Bruay-sur-l'Escaut (/fr/, literally Bruay on the Escaut) is a commune in the Nord department in northern France.

== Geography ==
Bruay-sur-l'Escaut is 6 km north of Valenciennes on the left bank of the river Scheldt (Escaut): Bruay-sur-l'Escaut = Bruay on the Scheldt. It is 12 km from the Belgian border at Quiévrain.

== Name of the commune ==
Named Bruail, Brueil, Bruel, Bruech in the Middle Ages and Bruay afterwards. In 1902 the name was changed to Bruay-sur-l'Escaut in order to avoid confusion with Bruay-la-Buissière in Pas-de-Calais.

== Quarters ==
- Bruay centre
- Thiers
- Le Pinson
- Les Hauts Champs
- Le Pont de Bruay
- Le Fruitier
- Le Rivage
- La Folie
- La Baillette
- Les Ruelles
- Le Point du Jour

==Heraldry==

| Arms of Bruay-sur-l'Escaut | The arms of Bruay-sur-l'Escaut are blazoned : Per fess 1: quarterly Or and Or, 4 lions sable, gules, gules, and sable; 2: Azure, 3 ducks argent. |

== Economy==
At 19th century there are 1300 inhabitants in Bruay, they worked in foundries and glasswares.

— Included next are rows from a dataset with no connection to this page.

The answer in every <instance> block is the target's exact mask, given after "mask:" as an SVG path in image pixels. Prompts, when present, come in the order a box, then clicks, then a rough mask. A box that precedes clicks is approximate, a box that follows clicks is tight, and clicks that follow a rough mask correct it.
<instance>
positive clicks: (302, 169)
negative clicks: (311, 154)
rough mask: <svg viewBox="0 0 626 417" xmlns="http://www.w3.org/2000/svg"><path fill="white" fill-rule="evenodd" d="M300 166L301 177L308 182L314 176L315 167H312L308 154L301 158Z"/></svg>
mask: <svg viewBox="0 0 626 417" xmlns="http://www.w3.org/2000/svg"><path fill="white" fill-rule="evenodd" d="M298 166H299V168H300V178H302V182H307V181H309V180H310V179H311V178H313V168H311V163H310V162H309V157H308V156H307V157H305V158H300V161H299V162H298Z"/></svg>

In Starting from 1856, the inhabitants exploit the subterranean coal veins with a coalmine sunk by the Coalmines Compagny of Anzin ( in French : Compagnie des mines d'Anzin). Afterwards, some houses built and alien labour forces from Belgium recruited, the population of Bruay open out to 6000 inhabitants, some breweries and ironmongeries created, today disappeared.

=== The mine of Thiers ===
In 1728, industry, greedy for combustibles, used up all the forest wood around Bruay. Some drilling to find a coal veins was attempted. The Lagrance coalmine, with low firedamp and a shaft with a depth of 139 metres, created in 1858. Some quicksands and water who invaded the building site (45 cubic metres per second), retarded the workers pending the coalmine construction. The name of the coalmine, Lagrange, descend of the baron Lagrange 's name, who was la Compagnie des mines d'Anzin manager. Starting from 1871 to 1873 the compagny created coalmine houses city around the coalmine (coron in French) to loge the coalmine labour workers. On 10 October 1918 the German soldiers dynamited the coal mine, the water invaded the galleries and the production has been stopped. The exploitation will go back to work in 1919. At this date, a coke firme and generating station created.
The coalmine has been closed in 1954. The slag heap, rich in schist, has been used for the construction of the A2 motorway ( autoroute A2 in French) in 1970 and the easel has been disassembled.